Stop growing? Yes, stop growing. YouTube's success might just be killing them. They've already gained the elusive "mindshare." People are familiar with YouTube. People know YouTube. Any further growth is just an ego-quest; it's not a quest for money and it's certainly not a quest for a sustainable business. Furthermore, added growth might just hinder long-term aspirations. With the majority of their traffic falling into one of two camps: a) illegal traffic (e.g. the much-talked-about "Lazy Sunday" clip) or b) traffic which will never make them a cent, it's time for YouTube to take a step back and ask the question "How do we attract more quality and less quantity?" The answer (as always) is money.
There's an old eBay story (whether or not it's apocryphal I can't say) that goes something like the following: it was when eBay started charging for its auctions that the site became useful. Until that point in eBay's existence, "good" auctions were often hard to find amidst the sea of "bad" auctions. By adding a little money into the mix, serious buyers were able to find serious sellers and vice versa. While not exactly the same thing, it is time for YouTube to start courting quality content producers.

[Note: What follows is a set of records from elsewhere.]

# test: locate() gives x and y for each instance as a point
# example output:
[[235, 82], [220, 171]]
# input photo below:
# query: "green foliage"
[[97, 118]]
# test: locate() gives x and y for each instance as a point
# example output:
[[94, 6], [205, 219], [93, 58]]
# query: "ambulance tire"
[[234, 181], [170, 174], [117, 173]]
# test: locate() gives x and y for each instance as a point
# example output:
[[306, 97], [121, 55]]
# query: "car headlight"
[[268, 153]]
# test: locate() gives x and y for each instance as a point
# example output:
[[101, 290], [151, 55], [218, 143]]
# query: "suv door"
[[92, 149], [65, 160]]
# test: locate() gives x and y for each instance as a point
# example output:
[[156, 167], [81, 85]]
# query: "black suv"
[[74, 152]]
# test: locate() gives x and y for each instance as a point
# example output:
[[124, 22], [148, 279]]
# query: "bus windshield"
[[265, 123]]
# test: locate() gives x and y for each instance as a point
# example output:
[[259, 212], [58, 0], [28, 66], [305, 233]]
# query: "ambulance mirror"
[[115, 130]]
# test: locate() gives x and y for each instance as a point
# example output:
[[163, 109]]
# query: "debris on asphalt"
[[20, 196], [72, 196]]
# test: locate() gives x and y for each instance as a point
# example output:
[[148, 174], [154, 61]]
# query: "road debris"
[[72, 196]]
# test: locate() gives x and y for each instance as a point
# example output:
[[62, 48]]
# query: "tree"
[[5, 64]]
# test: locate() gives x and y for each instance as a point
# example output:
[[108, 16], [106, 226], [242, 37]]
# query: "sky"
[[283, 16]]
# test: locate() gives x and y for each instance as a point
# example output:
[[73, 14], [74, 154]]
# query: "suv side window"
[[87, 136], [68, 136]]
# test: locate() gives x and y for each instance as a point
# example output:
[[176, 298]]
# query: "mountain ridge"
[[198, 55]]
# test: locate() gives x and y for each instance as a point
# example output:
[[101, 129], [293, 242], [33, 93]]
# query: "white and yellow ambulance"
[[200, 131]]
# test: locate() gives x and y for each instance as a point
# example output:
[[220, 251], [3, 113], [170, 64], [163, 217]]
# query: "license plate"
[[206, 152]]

"How might this work?" you say. Well, I'm glad you asked.
This past week I must have watched Judson Laipply's "Evolution of Dance" clip five times. It was funny. It was quite funny, actually. It's a shame that Judson won't get paid for that work. Imagine, on the other hand, if YouTube had placed an advertisement before that clip and paid Judson for every time that clip was watched. Take this a step further. Imagine if you, as a website owner, were also given a cut of the advertising revenue every time someone watched that clip on your website. All of a sudden you've got a system whereby quality content owners are eager to submit their work and websites have an incentive to find the best quality clips to feature on their sites. It's the elusive win-win-win.
There's often an attitude that advertising ruins things. While it's true that ads can be annoying, ads or, more to the point, the money they represent have an uncanny ability to drive quality. By giving people and organizations proper incentive to use YouTube's distribution system, money could help to achieve the goal of making quality content extremely web-portable. This in turn, would drive YouTube's ultimate success.